Security researchers have already put a bounty on the first people to hack Apple’s Touch ID security, but new videos have surfaced which claim to be able to bypass the fingerprint sensor using a high resolution print image and also a fake ‘gelatine finger’.
First we have the Chaos Computer Club, which has posted a video claiming how Touch ID was able to be bypassed using a 1200 dpi image of a user’s fingerprint on a thin latex sheet. Here’s how it was accomplished:
First, the fingerprint of the enroled user is photographed with 2400 dpi resolution. The resulting image is then cleaned up, inverted and laser printed with 1200 dpi onto transparent sheet with a thick toner setting.

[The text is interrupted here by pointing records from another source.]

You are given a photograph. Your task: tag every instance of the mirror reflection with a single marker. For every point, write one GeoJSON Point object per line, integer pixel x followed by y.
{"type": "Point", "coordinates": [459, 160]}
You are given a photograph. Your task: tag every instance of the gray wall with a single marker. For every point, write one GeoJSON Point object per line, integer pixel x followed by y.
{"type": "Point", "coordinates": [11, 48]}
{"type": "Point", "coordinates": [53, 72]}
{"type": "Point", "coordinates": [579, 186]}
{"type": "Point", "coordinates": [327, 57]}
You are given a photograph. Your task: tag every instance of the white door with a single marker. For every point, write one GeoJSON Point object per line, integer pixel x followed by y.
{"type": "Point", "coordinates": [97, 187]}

Finally, pink latex milk or white woodglue is smeared into the pattern created by the toner onto the transparent sheet. After it cures, the thin latex sheet is lifted from the sheet, breathed on to make it a tiny bit moist and then placed onto the sensor to unlock the phone. This process has been used with minor refinements and variations against the vast majority of fingerprint sensors on the market.
Their video (with shaky fingers) below:
Next, we have Security Strategist at Fortinet, Richard Henderson, who was able to bypass Touch ID using a homemade gelatine ‘finger’, which was able to register and eventually unlock the device. He also concludes Touch ID possibly isn’t scanning subdermally based on his tests:
I have been able to successfully enroll a “fake” finger and get it to unlock the phone. This implies that the sensor isn’t scanning subdermally, but like many other sensors, is using the microscopic differences in the epidermal thickness to generate the fingerprint calculation. This is a pretty big deal, as it means the sensors used believe a gelatin finger is a real one.
Henderson also reacted to the latest Touch ID hack today by the Chaos Computer Club, saying Apple should include two-factor authentication in iOS with Touch ID, using both a scan and passcode for the ultimate security. He also says “Never underestimate the determination of the hacker community.”
For someone to hack your Touch ID security, they would need a high resolution print of your finger, which most likely would take some work. In other news, keep your eyes on the stock prices of gelatin companies.